Under the current Privacy Act, individuals can ask the Federal Court to review decisions related only to access to their personal data. If their privacy rights are violated in other ways, such as improper collection, use, or disclosure of their data, they have no direct legal recourse under the Privacy Act.

This proposal considers expanding the Federal Court’s authority to allow individuals and the Commissioner to seek remedies for a broader range of privacy violations. It would also clarify further recourse options for the mishandling of personal data, ensuring that institutions are held accountable when they fail to comply.

Benefit

Expanding judicial remedies would give Canadians a meaningful way to enforce their privacy rights and seek redress when those rights are violated. It would strengthen accountability across federal institutions and ensure that privacy protections are backed by enforceable legal consequences.

Proposal 23: Introduce requirement for five-year review of the Privacy Act

Description

Unlike the ATIA, which requires a mandatory review every five years, the Privacy Act does not include a built-in obligation for regular legislative review. This has contributed to the Act falling behind modern privacy standards, other jurisdictions and public expectations.

Although section 75 allows for review by a parliamentary committee, past reviews have not led to meaningful updates. Parliamentary committees have repeatedly recommended modernizing the Privacy Act, including reports in 1987, 2009, and 2016. However, committees cannot introduce legislation.

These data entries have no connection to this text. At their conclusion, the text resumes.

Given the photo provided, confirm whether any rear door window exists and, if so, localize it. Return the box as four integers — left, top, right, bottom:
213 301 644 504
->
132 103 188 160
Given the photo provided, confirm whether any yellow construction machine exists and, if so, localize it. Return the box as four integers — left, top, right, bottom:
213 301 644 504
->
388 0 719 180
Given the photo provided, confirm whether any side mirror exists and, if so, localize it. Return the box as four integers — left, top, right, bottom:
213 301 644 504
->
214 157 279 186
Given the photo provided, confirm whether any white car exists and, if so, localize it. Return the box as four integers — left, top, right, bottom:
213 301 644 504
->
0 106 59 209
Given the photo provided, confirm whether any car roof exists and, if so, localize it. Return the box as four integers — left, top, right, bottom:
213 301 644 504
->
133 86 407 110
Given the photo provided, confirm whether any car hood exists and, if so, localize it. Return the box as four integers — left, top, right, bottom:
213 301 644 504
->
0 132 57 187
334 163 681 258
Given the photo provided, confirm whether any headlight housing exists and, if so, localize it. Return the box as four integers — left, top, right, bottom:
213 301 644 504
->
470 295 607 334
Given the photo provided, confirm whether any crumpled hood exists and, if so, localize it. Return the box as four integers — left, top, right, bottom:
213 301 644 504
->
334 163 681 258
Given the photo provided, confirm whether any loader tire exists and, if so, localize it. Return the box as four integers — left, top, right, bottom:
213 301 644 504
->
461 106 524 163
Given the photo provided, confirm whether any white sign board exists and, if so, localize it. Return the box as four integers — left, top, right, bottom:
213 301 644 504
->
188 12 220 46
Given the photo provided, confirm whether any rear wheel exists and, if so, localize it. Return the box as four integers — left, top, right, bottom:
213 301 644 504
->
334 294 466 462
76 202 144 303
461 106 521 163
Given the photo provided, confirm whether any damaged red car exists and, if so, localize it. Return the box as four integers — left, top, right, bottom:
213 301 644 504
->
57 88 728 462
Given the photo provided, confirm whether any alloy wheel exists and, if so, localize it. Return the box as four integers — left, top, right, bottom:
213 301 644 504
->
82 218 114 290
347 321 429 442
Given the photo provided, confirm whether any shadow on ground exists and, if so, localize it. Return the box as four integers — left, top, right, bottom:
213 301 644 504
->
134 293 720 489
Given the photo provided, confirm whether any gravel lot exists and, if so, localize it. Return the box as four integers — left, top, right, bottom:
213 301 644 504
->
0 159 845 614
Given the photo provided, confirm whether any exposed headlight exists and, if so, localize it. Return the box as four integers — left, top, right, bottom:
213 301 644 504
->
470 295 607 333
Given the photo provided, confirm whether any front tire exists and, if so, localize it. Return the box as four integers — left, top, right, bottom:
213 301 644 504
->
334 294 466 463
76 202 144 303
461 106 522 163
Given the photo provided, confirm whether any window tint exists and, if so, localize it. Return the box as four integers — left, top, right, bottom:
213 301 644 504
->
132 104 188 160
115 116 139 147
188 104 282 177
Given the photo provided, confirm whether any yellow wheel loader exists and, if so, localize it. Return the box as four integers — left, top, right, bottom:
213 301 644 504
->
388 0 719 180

This proposal considers introducing a mandatory review cycle. Similarly to section 93 of the ATIA, the amendment should require the designated Minister to conduct a comprehensive review every five years. Giving this responsibility to a single Minister would make accountability clear and increase the likelihood that recommendations lead to real legislative change.

Benefit

This change would align the Privacy Act with the ATIA and help keep both laws current and responsive to new technologies and privacy risks. A regular, Minister-led review cycle would support timely updates, strengthen accountability, and build public trust.